Sramana Mitra wrote on Forbes that India has a lot of venture money now, but no tech products. She goes to explain that:
India’s meteoric rise in the tech world has been driven by providing back-office services. That work puts a premium on skills such as engineering management and coding. Someone else–somewhere else–writes the specifications for the projects. Again, someone else, somewhere else does the market studies analyzing the potential of a new product.
Indian managers have had scarce opportunities to learn the nuances of how global technology markets work. That means that local entrepreneurs can try to position products, but they do so without detailed and disciplined marketing knowhow.
Being in the Indian IT industry, I agree with her that Indian entrepreneurs have the tendency to start service companies because they are low capital, low risk. The cash flow cycles are faster and only technical and execution skills are required.
If I talk about myself and Magnet, over the last decade, we have come up with many product ideas, even developed at least a dozen products. But have not had a rocking success in marketing a single product. That not only because we lack the marketing skills, but also because we don’t have the persistence it takes to launch a product. Over and over again, we put our products out and went onto services because service business was there, generating monthly cash flows for us! And monthly cash flows have been important at all stages for the company!
Sramana highlights the grave side of this! “VCs typically do not like this business model. There are (very) few barriers to slow down competitors keen to enter the market.”.
And that’s happened all around. In the last decade the competition has gone through the roof. As things start getting difficult offering just services, many Indian IT companies have started looking at products and product + service offerings.
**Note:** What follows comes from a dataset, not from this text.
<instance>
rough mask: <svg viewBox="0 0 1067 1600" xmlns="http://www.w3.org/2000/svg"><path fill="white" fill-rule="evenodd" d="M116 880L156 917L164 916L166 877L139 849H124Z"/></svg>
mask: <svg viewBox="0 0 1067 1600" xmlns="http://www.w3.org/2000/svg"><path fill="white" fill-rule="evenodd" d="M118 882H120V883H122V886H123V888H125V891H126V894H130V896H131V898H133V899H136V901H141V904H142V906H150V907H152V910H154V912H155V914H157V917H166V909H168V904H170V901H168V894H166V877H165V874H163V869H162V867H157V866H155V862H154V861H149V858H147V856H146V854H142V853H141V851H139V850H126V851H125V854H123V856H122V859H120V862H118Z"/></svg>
There are only a few who have succeeded so far, but there are many that are trying.
But I think it requires different skills and tactics to ace the product market! And Indian IT companies and developers need to unlearn a lot and then learn some to succeed. More on that some other time!
But what do you think? Where is this going?
This is from somebody outside the industry so its just a third-party view. Do you think a product requires a lot more pushing and persistence to go over to the client and take them through the whole thing and make sure they really really need this piece of product you have designed. unlike services a sample of which can be easily demonstrated quickly and the client gets hooked.